No obstante, la esposa del presidente no es la única que carece del significado del nuevo nombre que le han impuesto los generosos argentinos desde el momento en que usan un término de El Decamerón para rebautizarla, también su esposo adolece de lo mismo. Sólo hay que ver los numerosos «cambios de opinión» de este sujeto que ha culminado –por el momento– con otra fechoría más, la de la Ley de Amnistía, y cómo, en las sucesivas apariciones públicas, cada vez más esporádicas, eso sí, donde este personaje sin 'vergogna' ninguna, no sólo chulea, además se muestra cínico, para colmo llama a quienes le abuchean (que ya no cabe un abucheo más, todo sea dicho), como fanes que lo persiguen y que no pueden vivir sin él.
Siento pisotear sobre lo mojado, pero cada día este mentecato con ínfulas me recuerda más a Fidel Castro, y sé que me repito más que el ajo marroquí en esa salsa que de sólo verla me provoca arcadas; pero, recuerdo uno de aquellos discursos de ocho horas que nos sonaba XXL, Talla Extra Larga, porque todo en él era: «haremos una revolución más grande que nosotros mismos»; en el que los niños, sin desayunar más que un vaso con agua y azúcar prieta barrida en los centrales azucareros con cagarrutas de ratas y alas de cucarachas incluidas, empezaron a desmayarse de hambre, y el muy hijo de Lina (de puta) hizo un alto en su verborrea fachocomunista para comentar –al notar desde la tribuna que las camillas de urgencias recogían bultos de infantes hambrientos y achicharrados por el indio caribeño (el sol)– aquello de «miren cómo mi mensaje emociona y llega hondo, que hasta los pioneritos se desmayan de la emoción». Los comunistas suelen ser así de soberbios, verdaderos demonios de la desvergüenza.

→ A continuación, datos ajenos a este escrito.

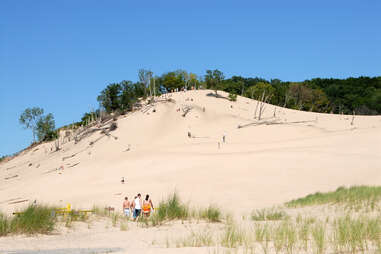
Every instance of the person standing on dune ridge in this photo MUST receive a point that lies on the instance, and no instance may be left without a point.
(126, 207)
(137, 206)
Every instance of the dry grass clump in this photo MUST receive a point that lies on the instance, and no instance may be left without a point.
(33, 220)
(172, 208)
(268, 214)
(352, 196)
(4, 224)
(211, 214)
(196, 239)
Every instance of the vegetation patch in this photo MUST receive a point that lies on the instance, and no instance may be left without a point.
(355, 195)
(33, 220)
(211, 214)
(268, 214)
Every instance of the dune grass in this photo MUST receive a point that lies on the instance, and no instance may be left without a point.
(4, 224)
(355, 195)
(268, 214)
(172, 208)
(211, 214)
(33, 220)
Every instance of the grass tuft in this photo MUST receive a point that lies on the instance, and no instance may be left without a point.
(211, 214)
(355, 195)
(268, 214)
(34, 219)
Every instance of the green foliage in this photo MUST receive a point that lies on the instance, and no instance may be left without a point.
(110, 97)
(34, 219)
(171, 209)
(232, 97)
(268, 214)
(352, 196)
(30, 117)
(45, 128)
(211, 214)
(213, 79)
(42, 125)
(4, 224)
(3, 157)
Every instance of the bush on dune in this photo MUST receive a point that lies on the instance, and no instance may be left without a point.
(342, 195)
(34, 219)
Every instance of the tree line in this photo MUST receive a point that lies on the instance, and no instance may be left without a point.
(360, 95)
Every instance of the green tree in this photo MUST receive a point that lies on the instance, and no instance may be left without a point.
(145, 78)
(45, 128)
(110, 97)
(29, 119)
(128, 96)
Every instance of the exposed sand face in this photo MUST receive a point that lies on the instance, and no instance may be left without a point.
(258, 166)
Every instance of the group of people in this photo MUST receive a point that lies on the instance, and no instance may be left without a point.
(136, 206)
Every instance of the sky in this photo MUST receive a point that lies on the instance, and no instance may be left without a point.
(59, 55)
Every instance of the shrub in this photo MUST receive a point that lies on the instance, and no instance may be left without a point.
(212, 214)
(170, 209)
(232, 97)
(268, 214)
(34, 219)
(342, 195)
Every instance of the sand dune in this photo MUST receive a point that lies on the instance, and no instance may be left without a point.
(260, 165)
(264, 163)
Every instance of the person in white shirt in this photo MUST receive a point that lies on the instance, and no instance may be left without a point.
(137, 206)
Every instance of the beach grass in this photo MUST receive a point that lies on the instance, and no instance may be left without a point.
(354, 196)
(268, 214)
(34, 219)
(4, 224)
(211, 214)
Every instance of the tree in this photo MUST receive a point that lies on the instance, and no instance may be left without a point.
(213, 79)
(262, 92)
(128, 96)
(145, 78)
(45, 128)
(29, 119)
(110, 97)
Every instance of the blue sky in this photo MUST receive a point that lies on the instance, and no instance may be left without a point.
(59, 55)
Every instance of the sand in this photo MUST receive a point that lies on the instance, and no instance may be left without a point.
(265, 163)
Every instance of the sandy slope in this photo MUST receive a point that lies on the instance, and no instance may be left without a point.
(258, 166)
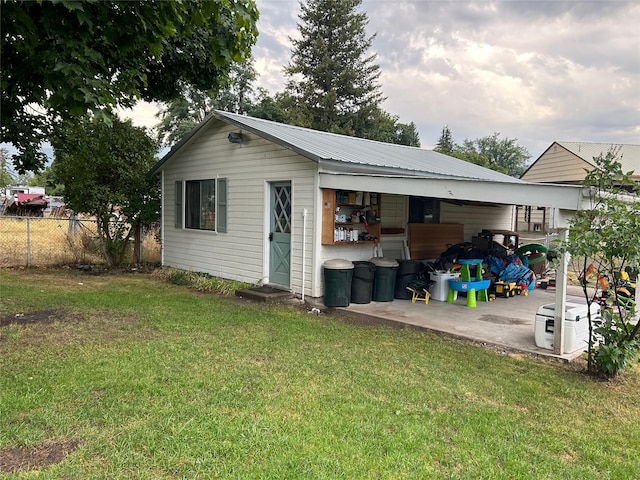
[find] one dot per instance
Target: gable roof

Aunque, descreída por razones obvias, siempre conservo la esperanza, ingenua quizás, quizás, quizás, siempre que me pregunto, como en el bolero, qué ocurrirá, qué pudiera suceder para que el sentido de la buena estrella en el cálculo de desmanes se desvíe y cambie de una vez y por todas para estos tránsfugas, por fin se conviertan en estrellados, y podamos vivir en orden y tranquilos, sin odios ni inquinas; que entonces la Vergogna por fin tendrá que asumir otro nombre más adecuado, el de Desgracia, porque ir de Bocaccio a J. M. Coetzee no nos vendría nada mal.